Again, the data is available on GitHub — this includes predictions from our models and the dermatologist ratings; it does not include the original images because it is meant as a benchmark for rater aggregation methods:

Data on GitHub

The dataset is split across the following files:

• data/dermatology_selectors.json: The expert annotations as partial rankings. These partial rankings are encoded as so-called “selectors”: For each case, there are multiple partial rankings, each partial ranking is a list of grouped classes (i.e., skin conditions). The example shown below comes from Figure 1 and describes a partial ranking where “Hemangioma” is ranked first followed by a group of three conditions, including “Melanocytic Nevus”, “Melanoma”, and “O/E”. In the JSON file, the conditions are encoded as numbers and the mapping of numbers to condition names can be found in data/dermatology_conditions.txt.
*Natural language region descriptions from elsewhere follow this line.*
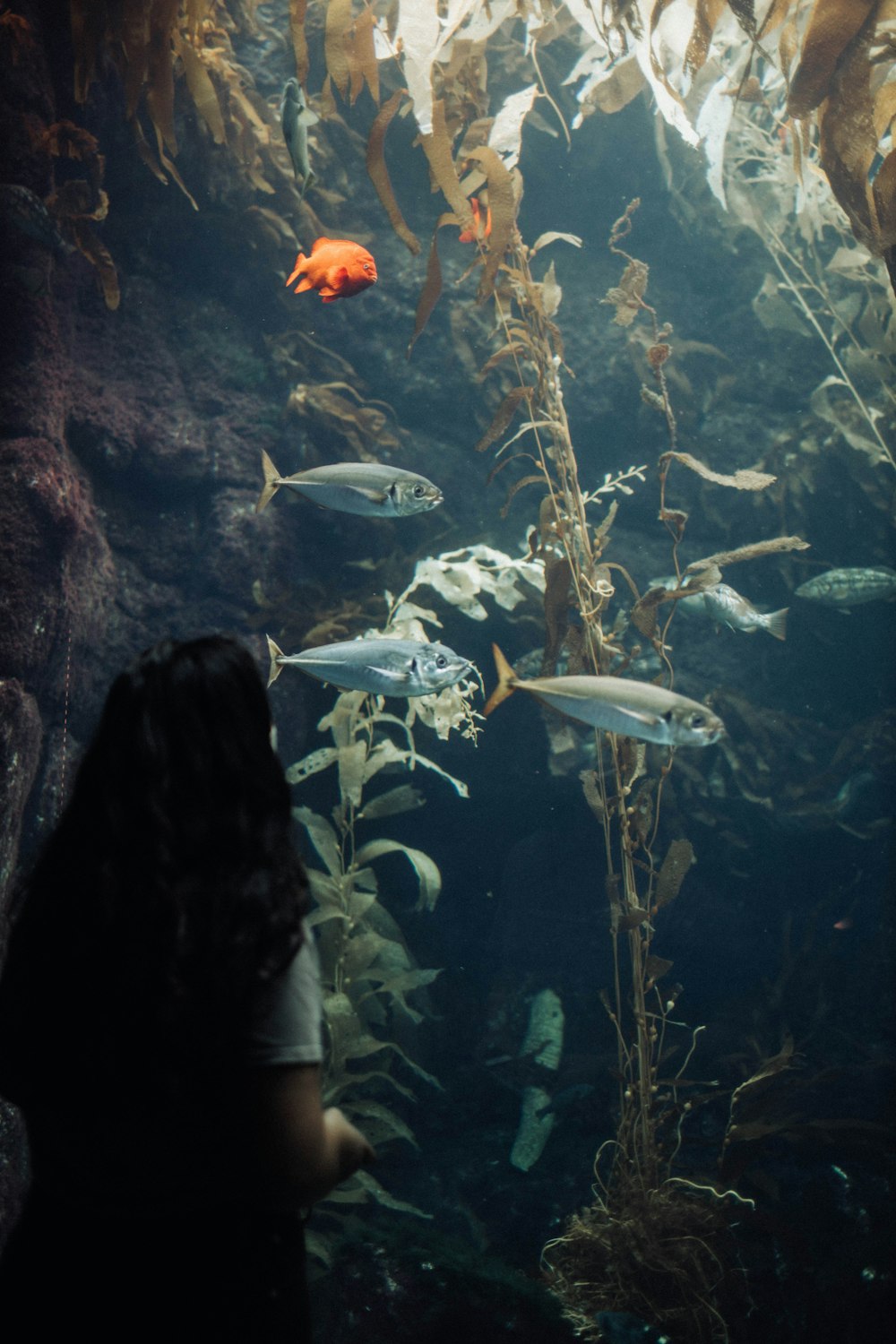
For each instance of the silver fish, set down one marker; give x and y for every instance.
(295, 118)
(692, 605)
(616, 704)
(726, 605)
(368, 488)
(26, 211)
(850, 586)
(382, 667)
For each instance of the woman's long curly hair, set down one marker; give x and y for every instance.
(169, 892)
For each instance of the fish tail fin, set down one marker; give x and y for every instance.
(505, 682)
(777, 623)
(300, 265)
(271, 483)
(276, 668)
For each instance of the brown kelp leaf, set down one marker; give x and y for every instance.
(557, 575)
(673, 871)
(88, 26)
(831, 27)
(640, 814)
(433, 282)
(748, 553)
(300, 40)
(160, 94)
(592, 793)
(362, 56)
(168, 166)
(775, 15)
(378, 171)
(97, 253)
(848, 147)
(437, 147)
(632, 918)
(884, 109)
(144, 150)
(742, 480)
(505, 461)
(503, 206)
(626, 297)
(643, 613)
(705, 18)
(339, 21)
(134, 40)
(656, 968)
(202, 90)
(503, 417)
(517, 486)
(624, 82)
(500, 355)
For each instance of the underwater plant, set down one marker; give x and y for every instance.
(368, 970)
(650, 1241)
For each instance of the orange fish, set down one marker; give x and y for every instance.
(469, 236)
(336, 269)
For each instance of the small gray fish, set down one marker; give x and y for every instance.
(26, 211)
(382, 667)
(726, 605)
(692, 605)
(616, 704)
(295, 118)
(850, 586)
(367, 488)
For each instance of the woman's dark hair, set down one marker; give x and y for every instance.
(169, 892)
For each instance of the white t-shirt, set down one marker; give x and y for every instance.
(289, 1016)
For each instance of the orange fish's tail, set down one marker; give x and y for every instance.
(301, 263)
(506, 682)
(271, 483)
(469, 236)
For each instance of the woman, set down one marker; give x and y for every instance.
(160, 1027)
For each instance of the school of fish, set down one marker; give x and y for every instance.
(339, 268)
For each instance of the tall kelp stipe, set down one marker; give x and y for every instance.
(368, 970)
(650, 1241)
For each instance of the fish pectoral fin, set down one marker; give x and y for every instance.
(643, 719)
(370, 494)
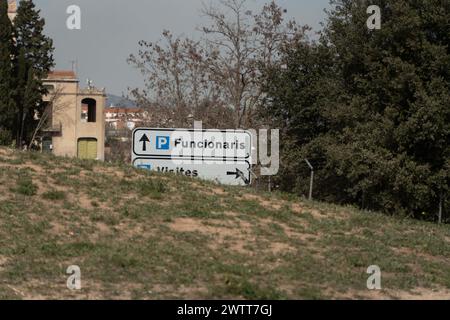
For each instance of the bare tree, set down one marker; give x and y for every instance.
(241, 44)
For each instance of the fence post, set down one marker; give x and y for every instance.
(311, 182)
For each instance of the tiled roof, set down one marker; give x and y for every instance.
(61, 74)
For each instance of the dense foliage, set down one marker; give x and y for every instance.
(26, 56)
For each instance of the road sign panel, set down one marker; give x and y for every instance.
(192, 144)
(222, 156)
(229, 173)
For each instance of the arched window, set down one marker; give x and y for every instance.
(88, 110)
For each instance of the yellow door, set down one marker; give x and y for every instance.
(87, 149)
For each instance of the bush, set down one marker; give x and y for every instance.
(5, 137)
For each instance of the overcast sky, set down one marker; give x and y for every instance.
(111, 29)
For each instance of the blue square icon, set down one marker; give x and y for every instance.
(162, 142)
(145, 166)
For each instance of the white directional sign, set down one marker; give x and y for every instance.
(222, 156)
(233, 174)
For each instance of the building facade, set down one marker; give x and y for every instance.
(76, 125)
(74, 121)
(12, 8)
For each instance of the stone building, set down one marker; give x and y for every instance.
(76, 127)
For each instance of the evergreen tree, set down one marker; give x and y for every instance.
(386, 144)
(35, 59)
(6, 75)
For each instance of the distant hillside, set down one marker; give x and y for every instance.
(119, 102)
(142, 235)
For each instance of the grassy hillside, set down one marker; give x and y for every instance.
(140, 235)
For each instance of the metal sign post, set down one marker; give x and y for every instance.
(311, 183)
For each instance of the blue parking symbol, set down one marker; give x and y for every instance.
(162, 142)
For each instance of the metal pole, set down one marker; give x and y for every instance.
(311, 183)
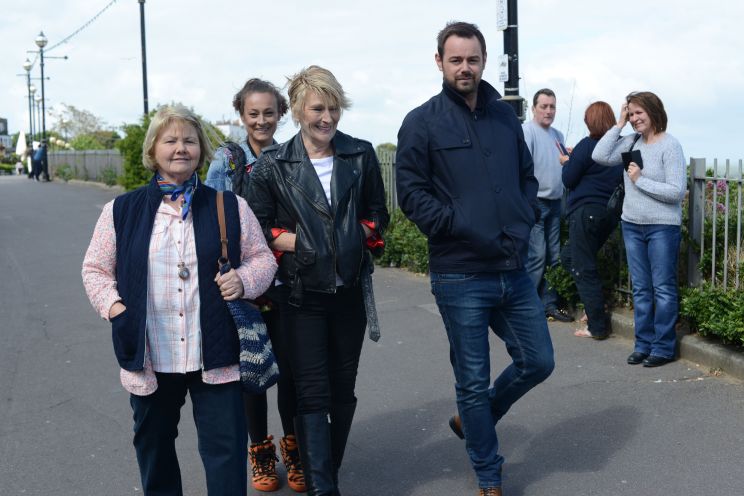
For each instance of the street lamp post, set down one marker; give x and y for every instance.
(144, 55)
(33, 112)
(37, 125)
(27, 65)
(41, 41)
(511, 49)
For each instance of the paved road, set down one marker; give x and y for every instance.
(595, 427)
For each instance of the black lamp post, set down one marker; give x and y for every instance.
(144, 55)
(27, 65)
(37, 125)
(34, 129)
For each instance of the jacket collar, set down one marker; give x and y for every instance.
(293, 150)
(486, 95)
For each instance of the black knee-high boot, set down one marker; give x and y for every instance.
(314, 438)
(341, 418)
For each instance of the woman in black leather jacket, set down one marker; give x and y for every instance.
(320, 200)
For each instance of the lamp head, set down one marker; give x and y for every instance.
(41, 40)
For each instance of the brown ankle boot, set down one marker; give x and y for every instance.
(263, 465)
(456, 426)
(291, 458)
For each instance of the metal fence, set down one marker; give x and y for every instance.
(713, 221)
(88, 165)
(387, 167)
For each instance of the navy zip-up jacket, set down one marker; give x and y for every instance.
(134, 216)
(465, 178)
(587, 181)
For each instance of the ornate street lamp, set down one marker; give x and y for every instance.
(41, 41)
(27, 65)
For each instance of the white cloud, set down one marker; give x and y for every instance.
(689, 52)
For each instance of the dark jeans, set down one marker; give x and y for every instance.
(324, 339)
(589, 226)
(218, 415)
(544, 250)
(256, 405)
(652, 251)
(507, 303)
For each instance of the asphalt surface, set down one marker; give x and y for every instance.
(596, 427)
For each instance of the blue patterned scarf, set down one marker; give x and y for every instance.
(174, 190)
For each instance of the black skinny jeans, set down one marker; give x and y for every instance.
(589, 226)
(324, 339)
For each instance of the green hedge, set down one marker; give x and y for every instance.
(405, 245)
(714, 311)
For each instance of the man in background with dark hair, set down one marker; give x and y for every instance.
(465, 177)
(544, 142)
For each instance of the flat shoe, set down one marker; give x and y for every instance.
(637, 357)
(656, 361)
(583, 333)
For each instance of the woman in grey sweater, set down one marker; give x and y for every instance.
(651, 219)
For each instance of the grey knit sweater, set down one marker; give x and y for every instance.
(656, 197)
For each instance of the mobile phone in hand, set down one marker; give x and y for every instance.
(632, 156)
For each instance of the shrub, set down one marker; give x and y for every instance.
(109, 176)
(714, 311)
(405, 245)
(64, 172)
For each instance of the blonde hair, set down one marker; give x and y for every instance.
(164, 117)
(319, 80)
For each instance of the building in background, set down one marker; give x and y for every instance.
(6, 143)
(234, 131)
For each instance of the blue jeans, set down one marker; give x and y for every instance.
(545, 250)
(652, 252)
(508, 303)
(220, 428)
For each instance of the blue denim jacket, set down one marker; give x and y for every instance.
(219, 175)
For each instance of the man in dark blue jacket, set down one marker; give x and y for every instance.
(465, 177)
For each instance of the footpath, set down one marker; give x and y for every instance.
(595, 427)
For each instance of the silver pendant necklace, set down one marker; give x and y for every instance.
(183, 271)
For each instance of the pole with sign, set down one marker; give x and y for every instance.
(506, 21)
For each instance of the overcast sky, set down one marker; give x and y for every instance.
(691, 53)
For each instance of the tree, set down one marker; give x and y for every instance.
(72, 121)
(130, 147)
(385, 147)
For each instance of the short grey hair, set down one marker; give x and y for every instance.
(165, 116)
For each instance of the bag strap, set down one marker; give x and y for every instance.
(221, 220)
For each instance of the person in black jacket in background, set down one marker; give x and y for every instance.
(320, 200)
(590, 223)
(465, 177)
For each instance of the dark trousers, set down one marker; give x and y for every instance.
(218, 415)
(324, 338)
(589, 226)
(256, 405)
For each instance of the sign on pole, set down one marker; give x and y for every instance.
(503, 63)
(502, 21)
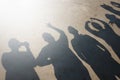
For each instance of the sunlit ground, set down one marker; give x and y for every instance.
(26, 20)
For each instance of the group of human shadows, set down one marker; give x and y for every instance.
(20, 65)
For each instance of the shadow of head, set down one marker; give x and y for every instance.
(96, 25)
(48, 38)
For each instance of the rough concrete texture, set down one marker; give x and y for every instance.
(27, 20)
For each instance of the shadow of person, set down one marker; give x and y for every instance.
(113, 19)
(111, 9)
(19, 65)
(106, 34)
(95, 54)
(66, 65)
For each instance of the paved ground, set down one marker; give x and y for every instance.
(27, 20)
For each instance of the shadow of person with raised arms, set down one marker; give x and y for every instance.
(66, 65)
(95, 54)
(106, 34)
(19, 65)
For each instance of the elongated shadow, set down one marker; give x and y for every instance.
(95, 54)
(113, 19)
(111, 9)
(66, 65)
(106, 34)
(19, 65)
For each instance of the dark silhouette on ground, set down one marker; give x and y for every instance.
(66, 65)
(113, 19)
(19, 65)
(106, 34)
(95, 54)
(111, 9)
(115, 4)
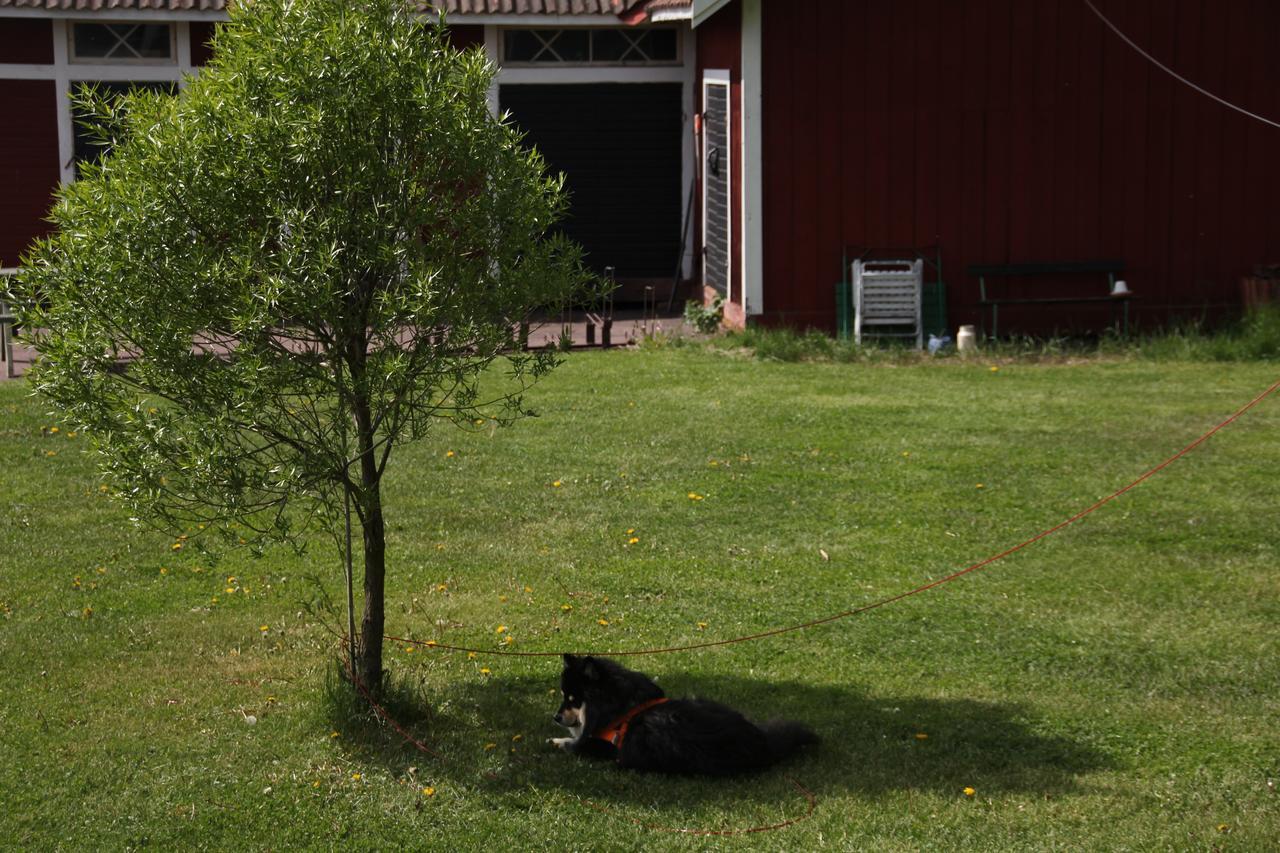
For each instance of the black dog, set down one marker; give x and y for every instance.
(615, 712)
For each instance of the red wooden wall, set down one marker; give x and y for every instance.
(28, 137)
(1011, 131)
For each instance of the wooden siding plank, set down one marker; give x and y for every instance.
(1023, 105)
(854, 119)
(777, 56)
(901, 126)
(828, 167)
(1185, 104)
(28, 163)
(1066, 167)
(950, 165)
(924, 231)
(876, 95)
(1211, 118)
(1136, 73)
(804, 128)
(1159, 153)
(997, 133)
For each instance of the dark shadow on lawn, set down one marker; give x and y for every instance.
(869, 746)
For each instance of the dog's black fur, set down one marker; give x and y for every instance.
(676, 737)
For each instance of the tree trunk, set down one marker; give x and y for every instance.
(369, 652)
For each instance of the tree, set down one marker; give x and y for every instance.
(306, 259)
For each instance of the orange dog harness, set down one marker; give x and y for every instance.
(617, 730)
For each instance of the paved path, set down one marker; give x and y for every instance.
(629, 328)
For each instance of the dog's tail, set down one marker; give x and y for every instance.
(786, 737)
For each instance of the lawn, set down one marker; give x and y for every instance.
(1112, 687)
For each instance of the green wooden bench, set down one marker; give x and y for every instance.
(1059, 269)
(7, 320)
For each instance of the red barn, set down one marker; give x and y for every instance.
(750, 147)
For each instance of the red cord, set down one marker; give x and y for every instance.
(883, 601)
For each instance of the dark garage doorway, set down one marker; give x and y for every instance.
(620, 149)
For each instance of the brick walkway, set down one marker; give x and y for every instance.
(629, 328)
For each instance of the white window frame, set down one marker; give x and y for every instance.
(172, 59)
(682, 72)
(590, 63)
(63, 72)
(720, 77)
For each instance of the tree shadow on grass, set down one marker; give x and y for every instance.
(493, 734)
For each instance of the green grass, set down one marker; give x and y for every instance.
(1114, 687)
(1253, 337)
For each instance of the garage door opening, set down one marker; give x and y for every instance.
(620, 149)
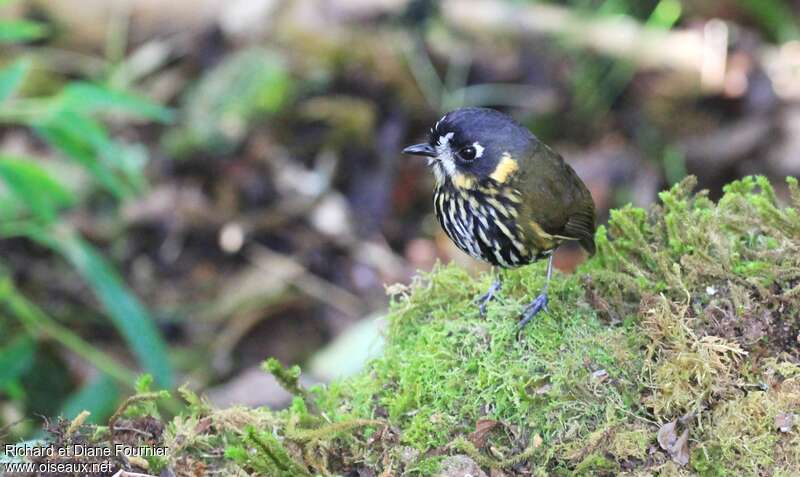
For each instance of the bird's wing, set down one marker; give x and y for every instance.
(556, 198)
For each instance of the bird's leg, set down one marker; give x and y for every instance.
(484, 299)
(540, 303)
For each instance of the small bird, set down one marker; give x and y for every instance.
(503, 196)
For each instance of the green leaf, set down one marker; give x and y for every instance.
(33, 187)
(15, 359)
(126, 312)
(99, 396)
(11, 77)
(21, 30)
(88, 98)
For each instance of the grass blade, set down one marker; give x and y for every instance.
(126, 312)
(15, 359)
(21, 30)
(11, 77)
(88, 98)
(34, 187)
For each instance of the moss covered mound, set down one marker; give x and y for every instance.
(673, 351)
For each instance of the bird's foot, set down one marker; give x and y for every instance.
(534, 307)
(484, 299)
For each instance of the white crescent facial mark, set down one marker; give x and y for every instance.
(478, 149)
(444, 155)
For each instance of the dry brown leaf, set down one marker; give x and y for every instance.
(680, 451)
(667, 436)
(677, 447)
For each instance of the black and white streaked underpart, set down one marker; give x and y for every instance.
(483, 224)
(479, 217)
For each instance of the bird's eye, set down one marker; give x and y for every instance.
(467, 153)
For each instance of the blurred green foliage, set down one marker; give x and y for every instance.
(36, 205)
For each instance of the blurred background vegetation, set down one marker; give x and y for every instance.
(188, 187)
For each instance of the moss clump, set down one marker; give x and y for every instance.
(687, 315)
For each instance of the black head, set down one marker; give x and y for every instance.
(474, 143)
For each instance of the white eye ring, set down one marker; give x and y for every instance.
(478, 149)
(468, 153)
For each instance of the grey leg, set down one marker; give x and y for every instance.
(540, 303)
(489, 296)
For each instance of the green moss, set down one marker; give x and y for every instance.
(688, 311)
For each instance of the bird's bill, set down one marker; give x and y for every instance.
(420, 150)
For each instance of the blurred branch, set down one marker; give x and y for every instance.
(703, 53)
(308, 283)
(616, 36)
(37, 322)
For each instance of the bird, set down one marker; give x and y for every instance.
(503, 196)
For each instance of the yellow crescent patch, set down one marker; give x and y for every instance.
(505, 168)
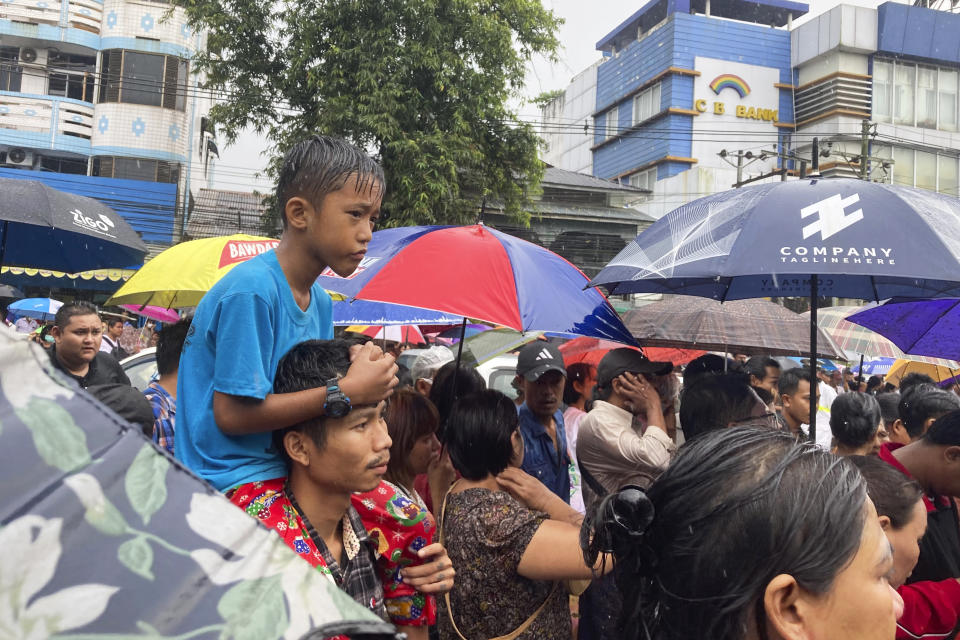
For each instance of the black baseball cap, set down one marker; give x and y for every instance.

  ['Hemangioma'], ['Melanocytic Nevus', 'Melanoma', 'O/E']
  

• data/dermatology_predictions[0-4].json: Model predictions of models A to D in [1] as 1947 x 419 float arrays saved using numpy.savetxt with fmt=”%.3e”.
• data/dermatology_conditions.txt: Condition names for each class.
• data/dermatology_risks.txt: Risk category for each condition, where 0 corresponds to low risk, 1 to medium risk and 2 to high risk.

Conclusion

With both datasets, Relabeled MedQA and Dermatology DDx, we hope to enable more reliable evaluation on such benchmarks and foster more research on aggregating potentially disagreeing raters.

• [1] Stutz, David, et al. “Evaluating AI systems under uncertain ground truth: a case study in dermatology.” arXiv preprint arXiv:2307.02191 (2023).
• [2] Stutz, David, et al. “Conformal prediction under ambiguous ground truth.” arXiv preprint arXiv:2307.09302 (2023).
• [3] Saab, Khaled, et al. “Capabilities of gemini models in medicine.” arXiv preprint arXiv:2404.18416 (2024).